“Quand les ambassadeurs de tant de rois divers
Vinrent le reconnoître au nom de l’univers.”
For his own fame, I do not wish otherwise any of his later misfortunes; nor for the tragic interest, any of his errors and faults. He bore ‘coups d’épées’ and ‘coups d’épingles’ with equal fortitude and dignity; and left an epitaph worthy of his life in the words, ‘Je lègue l’opprobre de ma mort à l’Angleterre.’
Thus much is certain, he is still too near us for impartial judgment; and experience has amply taught us that it was less his despotic principles than his personal aggrandisement which provoked such inveterate hostility. The principles exist still; but, God be praised, the energy with which he put them in practice, is utterly wanting, and that is a great gain for human nature.[32]
There is now a French theatre here, which is attained only by the best company, and nevertheless is like a dark little private theatre. Perlet and Laporte are its great supports, and play admirably. The latter also, with true French assurance, acts on the English stage, and thinks, when the audience laughs at his accent and French manners, that it is merely a tribute to his ‘vis comica.’
I went to the theatre with Mrs. ——, wife of the well-known minister and member of parliament, and accompanied her after the play to the first genuine rout I have attended this time of my being in England,—what is more, too, in a house in which I was entirely a stranger. It is the custom here to take your friends to parties of this sort, and to present them, then and there, to the mistress of the house, who never thinks you can bring enough to fill her small rooms to suffocation: the more the better; and for the full satisfaction of her vanity, a ‘bagarre’ must arise among the carriages below; some must be broken to pieces, and a few men and horses killed or hurt, so that the ‘Morning Post’ of the following day may parade a long article on the extremely ‘fashionable soirée’ given by ‘Lady Vain,’ or ‘Lady Foolish.’

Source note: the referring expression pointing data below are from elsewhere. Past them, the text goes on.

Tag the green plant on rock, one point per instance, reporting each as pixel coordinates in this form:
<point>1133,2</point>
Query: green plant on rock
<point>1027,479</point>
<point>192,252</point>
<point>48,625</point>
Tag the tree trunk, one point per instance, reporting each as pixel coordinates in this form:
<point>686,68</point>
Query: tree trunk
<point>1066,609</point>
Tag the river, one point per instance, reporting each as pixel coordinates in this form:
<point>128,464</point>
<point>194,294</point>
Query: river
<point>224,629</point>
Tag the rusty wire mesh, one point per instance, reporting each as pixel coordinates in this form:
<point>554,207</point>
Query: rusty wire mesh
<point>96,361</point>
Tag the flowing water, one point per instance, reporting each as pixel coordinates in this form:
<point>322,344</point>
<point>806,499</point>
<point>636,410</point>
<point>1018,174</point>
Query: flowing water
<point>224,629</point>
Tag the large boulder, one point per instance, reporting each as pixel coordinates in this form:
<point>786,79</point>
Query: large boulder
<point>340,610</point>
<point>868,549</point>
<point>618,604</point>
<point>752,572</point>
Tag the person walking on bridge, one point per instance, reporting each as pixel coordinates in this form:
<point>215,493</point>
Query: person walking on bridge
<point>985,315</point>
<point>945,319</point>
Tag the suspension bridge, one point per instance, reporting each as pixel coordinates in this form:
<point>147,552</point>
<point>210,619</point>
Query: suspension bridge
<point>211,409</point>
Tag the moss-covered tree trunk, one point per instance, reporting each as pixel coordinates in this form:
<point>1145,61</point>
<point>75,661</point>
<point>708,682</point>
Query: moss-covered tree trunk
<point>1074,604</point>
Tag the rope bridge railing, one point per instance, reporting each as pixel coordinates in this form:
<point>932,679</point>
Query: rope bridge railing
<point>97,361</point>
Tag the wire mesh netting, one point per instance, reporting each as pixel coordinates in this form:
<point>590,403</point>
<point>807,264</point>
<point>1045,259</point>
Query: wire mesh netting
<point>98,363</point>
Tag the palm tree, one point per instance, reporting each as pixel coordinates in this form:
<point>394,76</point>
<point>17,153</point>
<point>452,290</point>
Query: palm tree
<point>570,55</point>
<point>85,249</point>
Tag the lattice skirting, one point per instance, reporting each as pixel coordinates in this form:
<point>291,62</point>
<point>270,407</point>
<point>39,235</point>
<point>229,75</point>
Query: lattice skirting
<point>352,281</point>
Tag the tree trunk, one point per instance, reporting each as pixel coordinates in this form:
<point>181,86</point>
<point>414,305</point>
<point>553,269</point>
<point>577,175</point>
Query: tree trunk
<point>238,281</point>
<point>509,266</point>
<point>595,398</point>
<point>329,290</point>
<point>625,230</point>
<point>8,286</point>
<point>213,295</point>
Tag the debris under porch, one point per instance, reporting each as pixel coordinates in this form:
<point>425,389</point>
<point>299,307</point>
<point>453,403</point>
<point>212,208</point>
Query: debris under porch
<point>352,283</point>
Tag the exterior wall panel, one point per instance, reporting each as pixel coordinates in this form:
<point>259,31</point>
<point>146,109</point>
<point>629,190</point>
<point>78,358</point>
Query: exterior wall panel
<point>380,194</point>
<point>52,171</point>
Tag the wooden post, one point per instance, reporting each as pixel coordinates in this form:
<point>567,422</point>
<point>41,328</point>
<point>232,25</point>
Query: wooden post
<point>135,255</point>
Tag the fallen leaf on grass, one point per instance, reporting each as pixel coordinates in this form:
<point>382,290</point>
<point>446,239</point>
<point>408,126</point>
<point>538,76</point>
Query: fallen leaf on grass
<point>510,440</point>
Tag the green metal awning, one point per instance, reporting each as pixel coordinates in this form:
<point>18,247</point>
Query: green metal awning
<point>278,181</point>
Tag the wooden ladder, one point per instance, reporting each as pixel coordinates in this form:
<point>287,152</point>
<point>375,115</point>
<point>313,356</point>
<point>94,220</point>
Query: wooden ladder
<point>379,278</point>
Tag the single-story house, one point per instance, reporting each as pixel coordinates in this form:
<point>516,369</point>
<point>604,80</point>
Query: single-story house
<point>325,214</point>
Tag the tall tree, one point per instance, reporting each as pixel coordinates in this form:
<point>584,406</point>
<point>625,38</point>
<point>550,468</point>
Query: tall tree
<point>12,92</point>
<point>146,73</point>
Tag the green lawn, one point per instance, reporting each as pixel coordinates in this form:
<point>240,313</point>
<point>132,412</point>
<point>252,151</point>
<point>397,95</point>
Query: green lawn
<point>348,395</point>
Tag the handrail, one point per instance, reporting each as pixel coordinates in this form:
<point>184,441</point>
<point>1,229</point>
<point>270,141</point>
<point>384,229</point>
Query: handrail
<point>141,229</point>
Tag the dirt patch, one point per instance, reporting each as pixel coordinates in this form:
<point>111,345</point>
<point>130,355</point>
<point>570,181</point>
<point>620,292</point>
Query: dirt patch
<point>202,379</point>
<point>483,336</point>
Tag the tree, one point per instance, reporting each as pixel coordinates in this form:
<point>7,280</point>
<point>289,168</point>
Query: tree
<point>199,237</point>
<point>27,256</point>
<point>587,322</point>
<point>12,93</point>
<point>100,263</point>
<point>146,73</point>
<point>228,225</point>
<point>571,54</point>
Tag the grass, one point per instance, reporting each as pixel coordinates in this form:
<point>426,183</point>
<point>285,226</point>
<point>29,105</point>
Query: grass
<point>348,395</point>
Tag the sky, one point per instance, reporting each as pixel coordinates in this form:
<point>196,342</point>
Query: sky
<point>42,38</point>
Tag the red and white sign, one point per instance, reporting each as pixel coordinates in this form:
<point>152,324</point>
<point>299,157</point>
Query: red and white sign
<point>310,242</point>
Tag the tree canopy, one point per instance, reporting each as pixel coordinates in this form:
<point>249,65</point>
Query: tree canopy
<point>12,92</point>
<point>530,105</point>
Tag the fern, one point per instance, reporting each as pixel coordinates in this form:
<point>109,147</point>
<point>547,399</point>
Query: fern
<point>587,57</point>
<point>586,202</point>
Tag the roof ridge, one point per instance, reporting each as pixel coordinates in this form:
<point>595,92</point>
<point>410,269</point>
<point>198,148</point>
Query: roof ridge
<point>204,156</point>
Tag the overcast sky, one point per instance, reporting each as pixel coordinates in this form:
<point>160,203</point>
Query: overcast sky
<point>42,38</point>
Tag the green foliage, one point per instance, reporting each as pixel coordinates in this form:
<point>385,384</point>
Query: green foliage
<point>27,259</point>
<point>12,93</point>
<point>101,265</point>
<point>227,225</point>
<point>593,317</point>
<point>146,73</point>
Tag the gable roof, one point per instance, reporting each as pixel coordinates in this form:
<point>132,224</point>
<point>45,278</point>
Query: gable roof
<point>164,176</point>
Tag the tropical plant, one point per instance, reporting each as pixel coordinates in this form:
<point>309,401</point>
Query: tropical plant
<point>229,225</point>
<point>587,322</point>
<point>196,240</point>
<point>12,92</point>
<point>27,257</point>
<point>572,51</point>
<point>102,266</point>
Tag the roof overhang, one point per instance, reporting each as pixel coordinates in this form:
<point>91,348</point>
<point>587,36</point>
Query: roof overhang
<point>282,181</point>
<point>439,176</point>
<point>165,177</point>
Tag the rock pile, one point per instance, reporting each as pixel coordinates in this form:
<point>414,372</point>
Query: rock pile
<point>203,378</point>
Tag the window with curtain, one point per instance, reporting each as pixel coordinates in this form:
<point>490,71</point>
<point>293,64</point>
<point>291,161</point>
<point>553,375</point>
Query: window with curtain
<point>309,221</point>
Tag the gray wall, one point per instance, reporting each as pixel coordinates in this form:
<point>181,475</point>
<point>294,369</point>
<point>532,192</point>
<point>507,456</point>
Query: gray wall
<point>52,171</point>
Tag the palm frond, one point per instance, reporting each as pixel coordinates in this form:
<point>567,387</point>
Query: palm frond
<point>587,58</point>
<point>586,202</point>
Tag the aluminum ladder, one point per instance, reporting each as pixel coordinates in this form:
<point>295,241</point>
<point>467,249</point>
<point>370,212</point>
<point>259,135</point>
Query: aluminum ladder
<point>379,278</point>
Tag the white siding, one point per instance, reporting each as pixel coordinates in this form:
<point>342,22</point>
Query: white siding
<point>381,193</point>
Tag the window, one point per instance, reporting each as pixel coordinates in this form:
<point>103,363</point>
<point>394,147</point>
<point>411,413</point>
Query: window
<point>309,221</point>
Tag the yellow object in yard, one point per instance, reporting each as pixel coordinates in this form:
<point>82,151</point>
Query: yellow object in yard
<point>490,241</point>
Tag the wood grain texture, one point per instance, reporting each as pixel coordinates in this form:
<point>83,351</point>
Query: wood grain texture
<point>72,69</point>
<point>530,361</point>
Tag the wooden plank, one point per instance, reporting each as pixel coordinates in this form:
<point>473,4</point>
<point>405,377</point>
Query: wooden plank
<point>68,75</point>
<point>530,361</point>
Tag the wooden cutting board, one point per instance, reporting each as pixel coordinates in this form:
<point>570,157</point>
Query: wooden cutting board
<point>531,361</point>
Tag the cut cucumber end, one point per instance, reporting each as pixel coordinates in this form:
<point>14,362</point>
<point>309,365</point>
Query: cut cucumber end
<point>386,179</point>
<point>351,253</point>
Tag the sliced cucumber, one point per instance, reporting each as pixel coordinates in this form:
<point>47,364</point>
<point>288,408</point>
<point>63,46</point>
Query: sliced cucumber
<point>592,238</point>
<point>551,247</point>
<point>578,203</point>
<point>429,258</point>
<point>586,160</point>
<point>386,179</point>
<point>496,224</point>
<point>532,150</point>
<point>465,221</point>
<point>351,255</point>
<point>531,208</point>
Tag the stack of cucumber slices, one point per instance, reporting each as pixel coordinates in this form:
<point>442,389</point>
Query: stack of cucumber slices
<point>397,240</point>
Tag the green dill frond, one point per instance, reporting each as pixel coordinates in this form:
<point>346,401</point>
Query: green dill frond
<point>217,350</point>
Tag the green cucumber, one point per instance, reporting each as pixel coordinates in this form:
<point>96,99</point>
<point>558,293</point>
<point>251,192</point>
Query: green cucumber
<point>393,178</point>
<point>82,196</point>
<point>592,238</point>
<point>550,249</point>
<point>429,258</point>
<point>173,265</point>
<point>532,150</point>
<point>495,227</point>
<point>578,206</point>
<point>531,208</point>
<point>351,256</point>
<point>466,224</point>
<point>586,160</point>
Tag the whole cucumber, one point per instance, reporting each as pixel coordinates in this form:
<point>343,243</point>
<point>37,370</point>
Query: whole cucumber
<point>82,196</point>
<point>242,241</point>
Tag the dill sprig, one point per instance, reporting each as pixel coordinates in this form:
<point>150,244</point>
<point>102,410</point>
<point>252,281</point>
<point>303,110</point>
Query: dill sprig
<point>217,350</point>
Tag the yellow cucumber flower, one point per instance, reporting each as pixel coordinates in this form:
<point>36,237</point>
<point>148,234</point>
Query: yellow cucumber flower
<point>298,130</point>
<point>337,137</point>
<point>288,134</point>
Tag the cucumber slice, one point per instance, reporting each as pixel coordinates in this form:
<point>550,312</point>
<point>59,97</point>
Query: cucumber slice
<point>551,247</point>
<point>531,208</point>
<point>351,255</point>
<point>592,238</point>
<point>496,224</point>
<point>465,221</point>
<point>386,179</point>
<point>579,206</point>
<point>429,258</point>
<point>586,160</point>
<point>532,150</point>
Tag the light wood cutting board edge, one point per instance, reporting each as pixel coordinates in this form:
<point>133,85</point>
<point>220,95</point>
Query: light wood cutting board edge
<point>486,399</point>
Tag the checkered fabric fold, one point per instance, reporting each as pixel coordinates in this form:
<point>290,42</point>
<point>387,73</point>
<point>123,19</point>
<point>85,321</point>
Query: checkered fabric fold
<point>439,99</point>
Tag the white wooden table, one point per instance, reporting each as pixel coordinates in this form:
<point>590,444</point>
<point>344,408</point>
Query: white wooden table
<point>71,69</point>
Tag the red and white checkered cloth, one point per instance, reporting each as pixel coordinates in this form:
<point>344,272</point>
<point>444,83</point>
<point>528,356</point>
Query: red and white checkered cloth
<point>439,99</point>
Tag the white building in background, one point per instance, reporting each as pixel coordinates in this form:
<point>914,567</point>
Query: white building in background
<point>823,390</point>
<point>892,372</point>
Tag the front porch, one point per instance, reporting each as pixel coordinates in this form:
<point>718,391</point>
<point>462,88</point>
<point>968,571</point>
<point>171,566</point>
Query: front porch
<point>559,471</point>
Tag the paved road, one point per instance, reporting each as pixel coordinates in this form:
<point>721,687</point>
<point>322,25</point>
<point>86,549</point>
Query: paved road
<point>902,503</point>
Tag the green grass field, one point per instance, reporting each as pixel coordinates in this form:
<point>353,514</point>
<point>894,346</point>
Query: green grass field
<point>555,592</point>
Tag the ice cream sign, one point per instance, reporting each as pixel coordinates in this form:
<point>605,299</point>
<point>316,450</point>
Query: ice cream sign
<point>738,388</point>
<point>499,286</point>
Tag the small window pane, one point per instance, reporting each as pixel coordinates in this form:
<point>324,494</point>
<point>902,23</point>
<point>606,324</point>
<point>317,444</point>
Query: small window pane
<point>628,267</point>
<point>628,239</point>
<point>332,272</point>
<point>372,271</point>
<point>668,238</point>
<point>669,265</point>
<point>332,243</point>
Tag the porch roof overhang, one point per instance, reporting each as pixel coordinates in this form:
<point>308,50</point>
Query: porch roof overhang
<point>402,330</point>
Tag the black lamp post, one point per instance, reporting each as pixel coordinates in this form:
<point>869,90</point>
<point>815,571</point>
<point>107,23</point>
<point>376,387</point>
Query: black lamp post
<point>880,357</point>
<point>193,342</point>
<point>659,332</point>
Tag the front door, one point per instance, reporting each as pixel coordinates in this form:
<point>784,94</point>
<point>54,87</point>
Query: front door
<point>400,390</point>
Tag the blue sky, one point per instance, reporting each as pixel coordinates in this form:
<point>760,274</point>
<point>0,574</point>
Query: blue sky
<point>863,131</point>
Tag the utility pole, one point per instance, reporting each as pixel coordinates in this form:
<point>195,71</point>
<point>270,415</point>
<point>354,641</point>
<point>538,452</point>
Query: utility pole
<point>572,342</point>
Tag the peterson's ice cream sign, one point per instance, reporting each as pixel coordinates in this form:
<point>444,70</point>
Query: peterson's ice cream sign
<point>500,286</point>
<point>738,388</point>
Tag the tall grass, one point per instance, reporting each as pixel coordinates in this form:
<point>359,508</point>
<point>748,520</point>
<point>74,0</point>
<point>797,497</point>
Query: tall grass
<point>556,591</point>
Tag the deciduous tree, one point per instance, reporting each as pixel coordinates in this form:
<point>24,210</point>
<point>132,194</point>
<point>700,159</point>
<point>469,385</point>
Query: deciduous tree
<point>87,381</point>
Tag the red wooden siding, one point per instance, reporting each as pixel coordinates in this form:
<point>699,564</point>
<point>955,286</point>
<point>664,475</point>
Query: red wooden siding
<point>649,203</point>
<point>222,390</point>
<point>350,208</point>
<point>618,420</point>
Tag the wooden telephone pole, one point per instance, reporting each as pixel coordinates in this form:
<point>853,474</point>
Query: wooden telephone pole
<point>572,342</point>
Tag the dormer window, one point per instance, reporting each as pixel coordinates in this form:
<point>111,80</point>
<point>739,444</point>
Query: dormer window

In the course of the evening I made a more interesting acquaintance than I expected on the staircase, (I could get no further,) in Lady C—— B——, who has some reputation as an authoress. She is the sister of a Duke, and was a celebrated beauty.
The next morning I called on her, and found everything in her house brown, in every possible shade;—furniture, curtains, carpets, her own and her children’s dresses, presented no other colour. The room was without looking-glasses or pictures; and its only ornaments were casts from the antique. * * *
After I had been there some time, the celebrated bookseller C—— entered. This man has made a fortune by Walter Scott’s novels, though, as I was told, he refused his first and best, Waverly, and at last gave but a small sum for it. I hope the charming Lady C—— B—— had better cause to be satisfied with him. I thought it discreet to leave her with her man of business, and made my bow.
December 10th.
The affairs of Portugal are now much discussed in all circles; and the Marquis P—— read us the just printed English Declaration to-night, in a box at the French theatre. Politics are here a main ingredient of social intercourse; as they begin to be in Paris, and will in time become in our sleepy Germany; for the whole world has now that tendency. The lighter and more frivolous pleasures suffer by this change; and the art of conversation as it once flourished in France, will perhaps soon be entirely lost. In this country I should rather think it never existed, unless perhaps in Charles the Second’s time. And, indeed, people here are too slavishly subject to established usages; too systematic in all their enjoyments; too incredibly kneaded up with prejudices; in a word, too little vivacious, to attain to that unfettered spring and freedom of spirit, which must ever be the sole basis of agreeable society. I must confess that I know none more monotonous, nor more persuaded of its own pre-excellence, than the highest society of this country,—with but few exceptions, and those chiefly among foreigners, or persons who have resided a good deal on the Continent. A stony, marble-cold spirit of caste and fashion rules all classes, and makes the highest tedious, the lower ridiculous. True politeness of the heart and cheerful ‘bonhommie’ are rarely to be met with in what is called society; nor, if we look for foreign ingredients, do we find either French grace and vivacity, or Italian naturalness; but at most, German stiffness and awkwardness concealed under an iron mask of arrogance and ‘hauteur.’